Friday, January 21, 2011

[Hun Xen's] Musketeers all for one



Saturday, January 22, 2011
Bangkok Post

Cambodia's Press and Quick Reaction Unit's key men Phay Siphan and Tith Sothea have joined fellow spokesman Koy Kuong in defending the interests of Cambodia and its premier Hun Sen.

Cambodia's so-called Three Musketeers have been very effective in their swift political responses to whoever picks a fight with their beloved leader.

The unit was established in June 2009 in a sub-decree signed by Hun Sen and comes under the supervision of veteran politician Sok An, minister of the council of ministers.

From the outset, the unit aimed to react to news or any information disseminated by national, international sources and critics that is deemed a threat to Cambodia, its government and its national identity.

The Three Musketeers are part of a modernised and restructured Cambodian administration with veteran politicians, diplomats and brothers-in-arms in place as advisers to the government.


The group includes younger-generation Cambodians and their faces have become familiar with both local and foreign media as they have been doing their jobs as quickly as their unit title suggests.

Phay Siphan, in his early 50s, was one of the ministry's so-called 16 secretaries of state. A former refugee boy at the Thai-Cambodian border, he holds dual Cambodian and American citizenship and has been serving the ruling Cambodian People's Party (CPP) for the past three decades.

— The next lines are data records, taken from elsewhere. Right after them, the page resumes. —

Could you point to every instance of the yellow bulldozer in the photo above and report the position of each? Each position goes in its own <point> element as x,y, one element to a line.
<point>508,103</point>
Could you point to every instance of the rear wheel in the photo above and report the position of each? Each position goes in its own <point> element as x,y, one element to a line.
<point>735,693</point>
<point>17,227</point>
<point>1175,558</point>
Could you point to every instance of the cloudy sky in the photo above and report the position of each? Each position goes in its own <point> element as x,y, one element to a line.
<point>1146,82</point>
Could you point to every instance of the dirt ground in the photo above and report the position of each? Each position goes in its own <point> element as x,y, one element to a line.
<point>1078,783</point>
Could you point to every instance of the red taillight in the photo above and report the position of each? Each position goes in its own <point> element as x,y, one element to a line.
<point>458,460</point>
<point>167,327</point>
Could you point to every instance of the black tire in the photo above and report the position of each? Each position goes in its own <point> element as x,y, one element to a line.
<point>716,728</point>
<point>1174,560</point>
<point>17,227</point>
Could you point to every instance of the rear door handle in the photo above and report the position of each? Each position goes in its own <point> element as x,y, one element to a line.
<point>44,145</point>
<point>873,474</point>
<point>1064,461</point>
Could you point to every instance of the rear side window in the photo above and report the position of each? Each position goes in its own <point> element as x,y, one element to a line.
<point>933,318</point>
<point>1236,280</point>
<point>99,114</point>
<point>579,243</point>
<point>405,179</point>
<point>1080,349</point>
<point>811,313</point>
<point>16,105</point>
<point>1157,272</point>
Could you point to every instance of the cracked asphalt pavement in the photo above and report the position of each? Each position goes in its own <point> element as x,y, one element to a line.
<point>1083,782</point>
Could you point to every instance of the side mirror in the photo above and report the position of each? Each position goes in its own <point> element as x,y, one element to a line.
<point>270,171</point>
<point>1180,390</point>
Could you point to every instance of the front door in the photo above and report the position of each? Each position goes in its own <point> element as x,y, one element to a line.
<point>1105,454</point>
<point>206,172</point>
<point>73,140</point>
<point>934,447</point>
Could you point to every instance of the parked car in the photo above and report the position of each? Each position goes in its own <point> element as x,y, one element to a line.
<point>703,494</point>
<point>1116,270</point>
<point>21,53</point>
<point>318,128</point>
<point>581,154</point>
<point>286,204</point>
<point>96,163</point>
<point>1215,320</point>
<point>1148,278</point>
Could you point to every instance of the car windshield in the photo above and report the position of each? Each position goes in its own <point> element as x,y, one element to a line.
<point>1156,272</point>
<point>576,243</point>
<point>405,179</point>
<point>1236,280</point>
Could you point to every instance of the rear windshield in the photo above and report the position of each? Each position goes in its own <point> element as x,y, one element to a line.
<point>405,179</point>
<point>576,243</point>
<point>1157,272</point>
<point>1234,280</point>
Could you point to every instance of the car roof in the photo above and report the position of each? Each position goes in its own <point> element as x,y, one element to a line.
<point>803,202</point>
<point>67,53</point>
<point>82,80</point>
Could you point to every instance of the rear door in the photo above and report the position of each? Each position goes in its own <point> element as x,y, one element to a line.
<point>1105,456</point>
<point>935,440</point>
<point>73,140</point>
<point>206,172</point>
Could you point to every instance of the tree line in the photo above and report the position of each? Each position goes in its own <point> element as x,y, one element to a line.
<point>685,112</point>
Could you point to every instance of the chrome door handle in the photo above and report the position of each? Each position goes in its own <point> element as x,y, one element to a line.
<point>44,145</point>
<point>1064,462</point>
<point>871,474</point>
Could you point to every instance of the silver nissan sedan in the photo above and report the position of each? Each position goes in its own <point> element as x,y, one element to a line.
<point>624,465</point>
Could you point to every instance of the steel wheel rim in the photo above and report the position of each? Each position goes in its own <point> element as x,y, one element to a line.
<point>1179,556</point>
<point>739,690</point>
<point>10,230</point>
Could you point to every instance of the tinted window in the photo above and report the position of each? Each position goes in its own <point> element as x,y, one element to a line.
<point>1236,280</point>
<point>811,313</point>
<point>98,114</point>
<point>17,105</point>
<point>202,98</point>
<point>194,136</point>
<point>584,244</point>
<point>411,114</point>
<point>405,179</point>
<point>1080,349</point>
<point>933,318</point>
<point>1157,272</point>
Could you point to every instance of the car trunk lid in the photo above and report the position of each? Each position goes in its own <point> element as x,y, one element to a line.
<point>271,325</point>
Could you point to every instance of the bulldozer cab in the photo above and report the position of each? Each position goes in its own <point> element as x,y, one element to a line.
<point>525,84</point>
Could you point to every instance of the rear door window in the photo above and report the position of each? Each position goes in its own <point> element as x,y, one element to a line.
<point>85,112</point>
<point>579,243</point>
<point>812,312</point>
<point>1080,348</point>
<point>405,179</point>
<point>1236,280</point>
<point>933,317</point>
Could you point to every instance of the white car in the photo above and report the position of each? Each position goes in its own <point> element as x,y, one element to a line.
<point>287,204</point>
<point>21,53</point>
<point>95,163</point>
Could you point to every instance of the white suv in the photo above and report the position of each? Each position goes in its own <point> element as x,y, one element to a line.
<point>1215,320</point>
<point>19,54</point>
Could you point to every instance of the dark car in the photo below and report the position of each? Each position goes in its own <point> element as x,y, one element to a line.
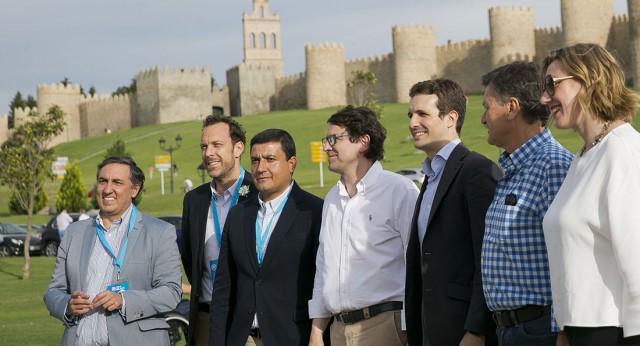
<point>50,238</point>
<point>12,239</point>
<point>175,220</point>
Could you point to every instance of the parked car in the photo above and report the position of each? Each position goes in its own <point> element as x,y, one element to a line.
<point>415,174</point>
<point>50,238</point>
<point>12,239</point>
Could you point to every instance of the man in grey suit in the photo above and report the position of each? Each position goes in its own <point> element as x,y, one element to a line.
<point>116,272</point>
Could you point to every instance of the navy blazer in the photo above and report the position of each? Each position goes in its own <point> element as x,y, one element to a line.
<point>278,291</point>
<point>195,211</point>
<point>443,278</point>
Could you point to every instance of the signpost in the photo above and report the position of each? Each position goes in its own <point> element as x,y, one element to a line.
<point>163,164</point>
<point>318,155</point>
<point>59,166</point>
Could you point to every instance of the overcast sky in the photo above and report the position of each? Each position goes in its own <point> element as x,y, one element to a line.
<point>105,43</point>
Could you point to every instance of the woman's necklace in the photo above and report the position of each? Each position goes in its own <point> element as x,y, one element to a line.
<point>598,138</point>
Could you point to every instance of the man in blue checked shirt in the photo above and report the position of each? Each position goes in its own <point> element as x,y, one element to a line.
<point>515,269</point>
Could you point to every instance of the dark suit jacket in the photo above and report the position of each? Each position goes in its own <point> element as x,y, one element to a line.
<point>443,279</point>
<point>279,290</point>
<point>194,223</point>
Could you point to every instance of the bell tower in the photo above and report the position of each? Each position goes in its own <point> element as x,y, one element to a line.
<point>261,31</point>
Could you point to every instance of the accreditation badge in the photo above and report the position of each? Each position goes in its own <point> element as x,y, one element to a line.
<point>117,287</point>
<point>213,265</point>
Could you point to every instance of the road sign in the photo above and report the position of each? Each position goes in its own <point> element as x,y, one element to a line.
<point>317,154</point>
<point>163,163</point>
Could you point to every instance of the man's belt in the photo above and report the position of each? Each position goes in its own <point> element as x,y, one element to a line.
<point>359,315</point>
<point>204,307</point>
<point>510,318</point>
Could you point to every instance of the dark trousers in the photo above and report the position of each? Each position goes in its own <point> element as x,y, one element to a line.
<point>532,333</point>
<point>600,336</point>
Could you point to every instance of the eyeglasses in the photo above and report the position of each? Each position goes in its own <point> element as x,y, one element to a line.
<point>550,83</point>
<point>332,139</point>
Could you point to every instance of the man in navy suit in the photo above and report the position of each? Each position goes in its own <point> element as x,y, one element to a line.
<point>205,211</point>
<point>444,299</point>
<point>267,259</point>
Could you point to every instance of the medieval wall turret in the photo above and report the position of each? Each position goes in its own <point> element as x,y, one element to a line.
<point>325,70</point>
<point>512,32</point>
<point>414,49</point>
<point>586,21</point>
<point>68,99</point>
<point>99,113</point>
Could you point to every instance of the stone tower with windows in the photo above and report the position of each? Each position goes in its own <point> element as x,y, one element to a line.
<point>252,83</point>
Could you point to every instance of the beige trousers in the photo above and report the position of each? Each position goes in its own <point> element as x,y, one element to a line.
<point>383,330</point>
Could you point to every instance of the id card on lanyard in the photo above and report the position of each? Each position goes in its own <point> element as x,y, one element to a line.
<point>213,264</point>
<point>119,285</point>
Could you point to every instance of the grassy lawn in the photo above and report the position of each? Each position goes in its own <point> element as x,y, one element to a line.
<point>24,319</point>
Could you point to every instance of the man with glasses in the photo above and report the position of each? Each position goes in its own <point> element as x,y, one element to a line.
<point>445,303</point>
<point>360,266</point>
<point>515,269</point>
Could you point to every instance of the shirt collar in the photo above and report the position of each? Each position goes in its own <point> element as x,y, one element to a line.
<point>228,192</point>
<point>523,154</point>
<point>274,203</point>
<point>435,166</point>
<point>116,222</point>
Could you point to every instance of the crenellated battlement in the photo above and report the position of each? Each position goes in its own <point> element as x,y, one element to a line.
<point>326,46</point>
<point>403,28</point>
<point>58,88</point>
<point>371,59</point>
<point>548,30</point>
<point>462,46</point>
<point>621,19</point>
<point>105,98</point>
<point>514,9</point>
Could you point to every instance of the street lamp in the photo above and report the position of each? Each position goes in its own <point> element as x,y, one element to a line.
<point>170,149</point>
<point>202,170</point>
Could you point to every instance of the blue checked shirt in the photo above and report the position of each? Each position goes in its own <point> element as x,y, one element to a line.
<point>515,268</point>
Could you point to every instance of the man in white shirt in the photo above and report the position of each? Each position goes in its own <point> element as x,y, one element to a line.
<point>360,266</point>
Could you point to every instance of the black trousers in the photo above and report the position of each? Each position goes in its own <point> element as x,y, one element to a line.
<point>599,336</point>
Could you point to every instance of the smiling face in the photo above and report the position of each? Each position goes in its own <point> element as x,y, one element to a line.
<point>564,102</point>
<point>272,172</point>
<point>115,191</point>
<point>430,132</point>
<point>344,154</point>
<point>220,156</point>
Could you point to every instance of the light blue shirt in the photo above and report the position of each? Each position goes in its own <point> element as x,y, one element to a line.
<point>433,170</point>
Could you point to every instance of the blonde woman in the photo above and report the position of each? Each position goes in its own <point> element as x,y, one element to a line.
<point>592,228</point>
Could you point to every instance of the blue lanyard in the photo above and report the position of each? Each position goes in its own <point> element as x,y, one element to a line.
<point>117,261</point>
<point>261,237</point>
<point>214,211</point>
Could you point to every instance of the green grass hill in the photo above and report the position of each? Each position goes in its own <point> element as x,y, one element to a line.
<point>305,126</point>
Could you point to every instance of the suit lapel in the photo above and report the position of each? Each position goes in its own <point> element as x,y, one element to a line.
<point>88,242</point>
<point>133,237</point>
<point>449,173</point>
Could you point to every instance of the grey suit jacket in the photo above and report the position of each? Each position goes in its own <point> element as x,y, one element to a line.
<point>151,265</point>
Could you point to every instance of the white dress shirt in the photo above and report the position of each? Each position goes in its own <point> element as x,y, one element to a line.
<point>363,240</point>
<point>211,246</point>
<point>92,328</point>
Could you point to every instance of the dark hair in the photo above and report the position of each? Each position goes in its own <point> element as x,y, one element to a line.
<point>521,80</point>
<point>362,121</point>
<point>450,97</point>
<point>276,135</point>
<point>604,93</point>
<point>236,132</point>
<point>136,175</point>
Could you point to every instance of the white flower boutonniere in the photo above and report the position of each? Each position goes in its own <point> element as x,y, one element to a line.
<point>244,190</point>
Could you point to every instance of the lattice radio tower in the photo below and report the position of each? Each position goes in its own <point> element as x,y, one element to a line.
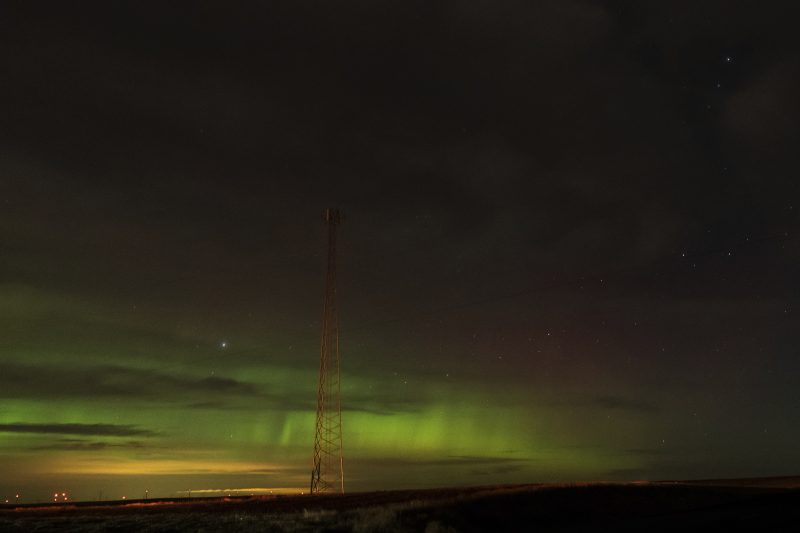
<point>328,472</point>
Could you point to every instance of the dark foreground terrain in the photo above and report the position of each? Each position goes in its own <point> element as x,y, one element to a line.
<point>731,505</point>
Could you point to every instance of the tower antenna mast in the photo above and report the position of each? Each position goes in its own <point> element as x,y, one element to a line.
<point>328,471</point>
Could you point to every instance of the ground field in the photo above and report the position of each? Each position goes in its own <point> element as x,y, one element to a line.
<point>729,505</point>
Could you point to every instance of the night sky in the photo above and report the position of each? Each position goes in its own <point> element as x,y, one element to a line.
<point>569,251</point>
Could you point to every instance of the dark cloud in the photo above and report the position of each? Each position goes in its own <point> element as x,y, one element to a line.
<point>109,430</point>
<point>88,446</point>
<point>25,381</point>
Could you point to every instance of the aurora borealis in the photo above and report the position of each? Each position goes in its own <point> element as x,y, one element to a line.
<point>569,249</point>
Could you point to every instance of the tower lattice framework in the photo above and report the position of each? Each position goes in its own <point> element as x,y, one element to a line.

Phay Siphan was an appointed senator under the CPP quota before the Cambodian senate became an elected one in 2006 thanks to his loyalty to the CPP. In 1979, he migrated to the US.

During his senate years, Phay Siphan and two other senators were sacked because of their opposition to a CPP-sponsored bill.

He was invited back from the US to become the unit's mouthpiece. Chhang Song, his senator colleague and also former information minister during the Lon Nol-led regime, was also invited to be an adviser to the Hun Sen administration.

Tith Sothea and Koy Kuong are 10 years younger than Phay Siphan. Like other spokesmen elsewhere, they have risen to the spotlight amid disputes and conflicts.

The unit's responses have been very timely in English and targeted the international audience. It has aimed its fire at the ultra-nationalist yellow shirt People's Alliance for Democracy (PAD) in Thailand and Cambodia's opposition leader Sam Rainsy.

The unit is well staffed to monitor hostility, verbal or otherwise, against the Cambodian leader and their country.

The unit has complained strongly to Google that its cyber maps grossly misrepresent Cambodia's long-contested border with Thailand.

It has also responded to any critical NGO reports such as those furnished by Freedom House and Human Rights Watch that rank Cambodia low for its human rights record.

Earlier, the unit lashed out at key PAD members such as ML Walvipa Charoonroj in May and Sondhi Limthongkul in August for what it said were their attempts to obstruct the two countries from reaching a resolution to their border conflict.